Temos um conjunto de projetos sobre organismos e ecossistemas marinhos. O projeto “Abrolhos: Maior Banco Coralíneo do Atlântico Sul”, por exemplo, conta com recursos públicos e privados, com patrocínio da Brasoil, e integra a Rede Abrolhos de pesquisas. São projetos multidisciplinares e multi-institucionais que resultam no melhor conhecimento das formações de rodolitos e geram propostas de políticas públicas para a proteção de ecossistemas marinhos importantíssimos e ainda pouco conhecidos. Daí sua relevância tanto do ponto de vista científico quanto de conservação. Igualmente, outras pesquisas recentes com participação do JBRJ, financiadas pela empresa StatOil, colaboram para entender os possíveis impactos da prospecção e exploração de óleo e gás nos bancos de rodolitos. Temos também importantes pesquisas sobre a criação de algas com potencial alimentício e industrial.

A Brasoil e a StatOil são empresas petrolíferas. Isso significa que o JBRJ tem credenciamento na Agência Nacional de Petróleo para receber esse tipo de patrocínio?

Para receber recursos de Pesquisa e Desenvolvimento de empresas de petróleo é preciso que a instituição seja credenciada na Agencia Nacional de Petróleo (ANP), e esse credenciamento é temporário. A Diretoria de Pesquisas do JBRJ já havia sido credenciada anteriormente e obteve, após criteriosa análise, um novo credenciamento agora em agosto de 2013, o que nos mantêm aptos a ter parcerias com essas empresas.

Ainda em relação a projetos multi-institucionais qual é a participação do JBRJ no Inventário Florestal Nacional?

Em fase inicial, temos a participação do JBRJ no Inventário Florestal Nacional, um programa de levantamentos florestais em ampla escala geográfica, coordenado pelo Serviço Florestal Brasileiro. O JBRJ atua em duas frentes. A primeira é a identificação de todas as amostras coletadas pelo Inventário no Estado do Rio de Janeiro. A segunda é que o JBRJ será o fiel depositário de pelo menos uma duplicata de cada amostra fértil (isto é, com frutas e/ou flores) dos inventários realizados em todos os estados da federação. Todas essas amostras, oriundas de vários Estados da Federação, vão ser incorporadas ao nosso acervo e integrar o Herbário Virtual do Projeto Reflora.

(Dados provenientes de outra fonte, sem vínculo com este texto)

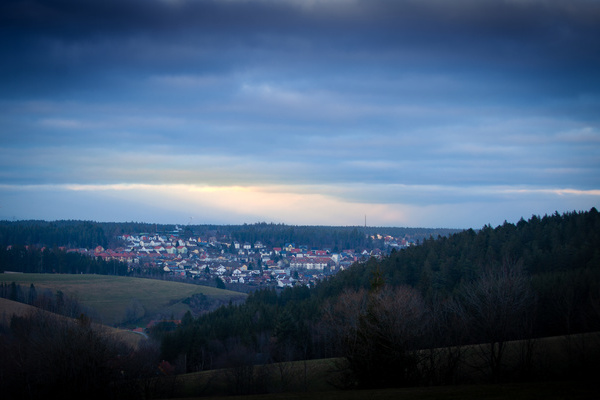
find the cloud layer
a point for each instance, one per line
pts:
(404, 110)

Falando de parcerias, lembro também que, em maio de 2013, o JBRJ assinou um Termo de Cooperação Técnico-Científica com o Instituto Terra, tendo como objeto estudos botânicos e de restauração ambiental na região do Vale do Rio Doce.

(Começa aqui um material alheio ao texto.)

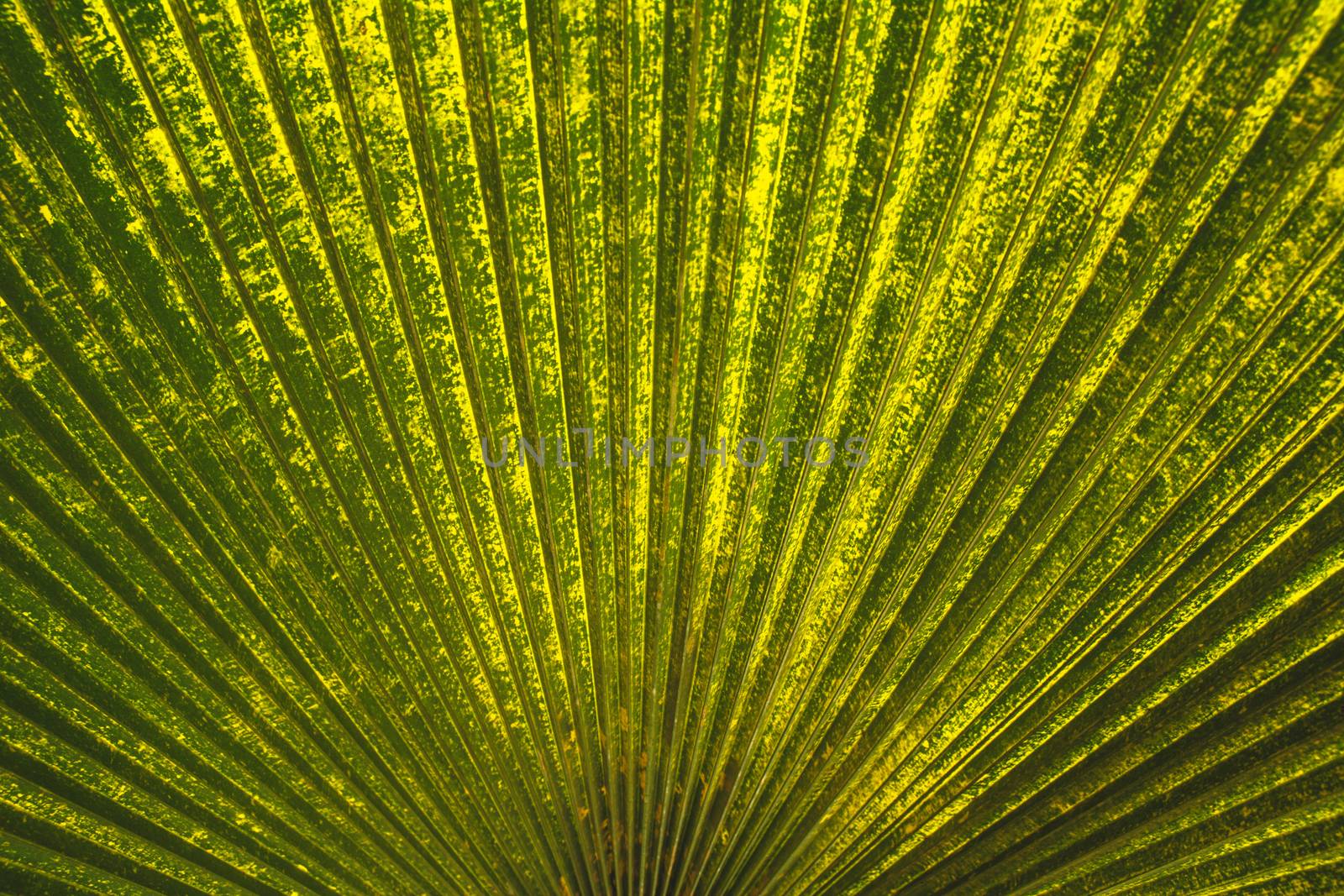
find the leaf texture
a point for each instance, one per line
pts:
(1042, 301)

O JBRJ atua também na comunicação científica e planeja, em breve, um novo periódico publicando artigos científicos, certo? No que ele se diferencia da Rodriguésia?

Não é exatamente um novo periódico, mas a reativação da revista “Archivos do Jardim Botânico do Rio de Janeiro”, que estava descontinuada desde a década de 80 e que esperamos que reinicie sua circulação no ano que vem. Hoje nós editamos a Rodriguésia, periódico científico de crescente importância, com artigos de pesquisadores brasileiros e estrangeiros, e que está nas bases Scielo e Scopus. A revista “Archivos” terá um perfil diferente, possibilitando a publicação de artigos mais longos e descritivos, como revisões de floras ou de temas científicos diversos relacionados à Botânica e biodiversidade..O primeiro número, por exemplo, será dedicado a revisões taxonomicas da flora do Estado do Rio de Janeiro, com autoria de pesquisadores da casa e de outras instituições.